Denso Ulysse

Personal information
- Date of birth: 20 November 1998 (age 26)
- Place of birth: Gonaïves, Haiti
- Height: 1.73 m (5 ft 8 in)
- Position: Defender

Team information
- Current team: Real Hope FA

Senior career*
- Years: Team / Apps / (Gls)
- 2017: Real du Cap
- 2017–2019: Tacoma Defiance / 58 / (0)
- 2020: Inter Miami / 0 / (0)
- 2021: Richmond Kickers / 2 / (0)
- 2022: Northern Colorado Hailstorm / 9 / (0)
- 2025–: Real Hope FA / 0 / (0)

International career^{‡}
- 2016: Haiti U20
- 2017: Haiti U23

= Denso Ulysse =

Haitian footballer (born 1998)

Denso Ulysse (born 20 November 1998) is a Haitian footballer who plays as a defender for Real Hope FA.

==Club career==
Ulysse joined the Seattle Sounders FC Academy from Haitian side Real Hope Football Academy du Cap-Haïtien in March 2017. He was signed to reserve side Seattle Sounders FC 2 and made his debut on 25 April 2017 in a 3–2 home defeat to San Antonio FC, coming on as a 60th-minute substitute for Henry Wingo.

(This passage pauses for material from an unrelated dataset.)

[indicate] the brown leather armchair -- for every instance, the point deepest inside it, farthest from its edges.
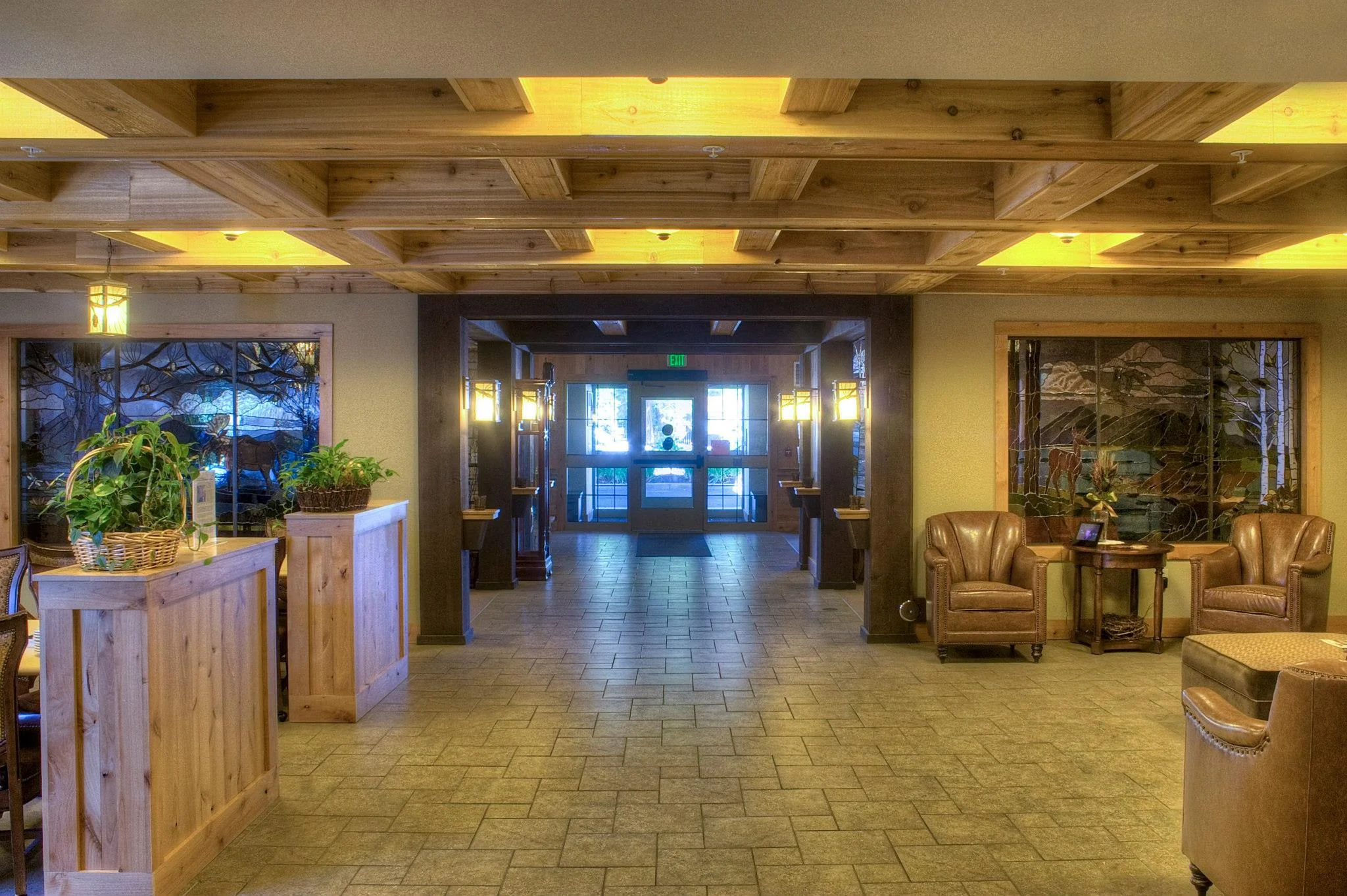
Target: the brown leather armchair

Denso was signed by Major League Soccer expansion side Inter Miami CF on December 23, 2019.

On September 9, 2021, Denso signed with the Richmond Kickers of USL League One.

Ulysse moved to new USL League One club Northern Colorado Hailstorm on 25 February 2022, ahead of their inaugural season. Following the 2022 season, Northern Colorado declined his contract option.